As for whether such a duty hike is desirable or not, the issue is a complicated one. From my perspective, which is that of personal finance and investment rather than one worrying about the country’s current account, it would be great if Indians would move away from using gold as a means of savings. As a lot of people have been pointing out for long, gold is an unproductive asset. Unlike stocks or bonds, it’s a type of asset whose value depends on nothing but a shared belief that that value will rise and keep rising.

However, this apparently irrational gold boom has gone on long enough for it to shake the faith of a lot of people in the basic uselessnesss of gold.

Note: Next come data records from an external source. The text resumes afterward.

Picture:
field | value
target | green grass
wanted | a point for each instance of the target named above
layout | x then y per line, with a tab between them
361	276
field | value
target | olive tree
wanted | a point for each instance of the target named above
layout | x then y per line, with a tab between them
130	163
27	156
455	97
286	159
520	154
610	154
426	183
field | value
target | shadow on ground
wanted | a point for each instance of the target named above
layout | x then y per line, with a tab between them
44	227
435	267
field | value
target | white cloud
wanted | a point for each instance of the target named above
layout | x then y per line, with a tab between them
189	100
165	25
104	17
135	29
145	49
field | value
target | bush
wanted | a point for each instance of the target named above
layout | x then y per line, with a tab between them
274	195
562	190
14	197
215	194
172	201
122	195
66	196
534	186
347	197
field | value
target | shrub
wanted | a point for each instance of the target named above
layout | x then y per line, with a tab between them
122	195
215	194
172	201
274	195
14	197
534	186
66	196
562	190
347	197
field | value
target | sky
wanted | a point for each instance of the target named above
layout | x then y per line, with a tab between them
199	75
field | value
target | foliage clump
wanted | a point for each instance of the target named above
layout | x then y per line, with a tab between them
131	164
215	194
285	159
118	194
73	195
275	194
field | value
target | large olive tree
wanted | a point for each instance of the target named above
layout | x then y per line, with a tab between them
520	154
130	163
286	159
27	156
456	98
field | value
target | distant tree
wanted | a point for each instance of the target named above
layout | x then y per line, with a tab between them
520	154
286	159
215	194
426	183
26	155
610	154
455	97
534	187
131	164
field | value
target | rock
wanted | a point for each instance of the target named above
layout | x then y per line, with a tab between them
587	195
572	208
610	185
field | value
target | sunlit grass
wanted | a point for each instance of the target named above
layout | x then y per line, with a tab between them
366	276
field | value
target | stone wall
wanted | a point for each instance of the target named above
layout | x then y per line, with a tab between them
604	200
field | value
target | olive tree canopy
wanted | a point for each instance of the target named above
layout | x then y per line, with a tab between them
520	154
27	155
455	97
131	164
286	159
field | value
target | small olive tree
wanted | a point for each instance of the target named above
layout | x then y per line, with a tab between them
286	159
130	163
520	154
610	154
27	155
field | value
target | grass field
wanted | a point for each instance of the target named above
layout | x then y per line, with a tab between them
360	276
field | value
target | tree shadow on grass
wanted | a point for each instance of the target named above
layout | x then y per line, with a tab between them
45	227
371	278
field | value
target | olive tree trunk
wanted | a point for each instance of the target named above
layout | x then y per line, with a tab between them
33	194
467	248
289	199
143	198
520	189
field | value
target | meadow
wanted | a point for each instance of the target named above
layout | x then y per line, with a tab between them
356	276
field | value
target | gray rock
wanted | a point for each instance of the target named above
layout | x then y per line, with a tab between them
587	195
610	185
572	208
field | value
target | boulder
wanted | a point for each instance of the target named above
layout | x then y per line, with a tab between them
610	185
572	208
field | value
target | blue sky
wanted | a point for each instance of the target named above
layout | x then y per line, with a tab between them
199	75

Buying gold is practically hardwired into the Indian investment psyche and it will take a lot to shift that. A higher import duty will certainly not be enough to do so. At best a higher duty would help the government’s other deficit, the fiscal one, by bringing in some more revenue. Provided, of course, the duty is not so high that imports will shift to smuggling.

Is there any possible way in which the government could reduce the appetite for gold? Perhaps it could, but only by executing a full throwback to the 70s. It would have to impose very high customs duties or perhaps ban the import of gold altogether. Then, it would have to focus a great deal of effort on combating the inevitable smuggling operations that would start flourishing. It would also be necessary to distinguish between gold that was legally owned before the ban from what was smuggled later. To do this, there would have to be some way of registering legal gold so that illegal gold can be chased down. Basically, this adds up to a reduction ad absurdum argument against the government being able to do anything to curb gold imports and consumption.

One of the cultural curiosities of gold consumption in India is that in many types of usages, it is tied to a specific quantity of gold, rather than its value. The kind of family that would have bought 50 grams for a wedding a decade ago still aspires to the same quantity. While the government and economists are aghast at the increased value of gold imports, the increase in quantity is much less.

The only way a change will come is if there are other investment channels that become practical alternatives to gold. Even then, it will happen slowly and will only happen to a degree. Of course, its possible that such a change is already on its way. In all the alarm about gold imports’ impact on the current account deficit, the decline in gold imports is not getting enough attention. Going by the trend so far, this year, gold imports will probably be at least 30 to 35 per cent less than the previous year. This is actually a huge decline. I wouldn’t bet on it yet, but a slow abating of gold fever may be on its way.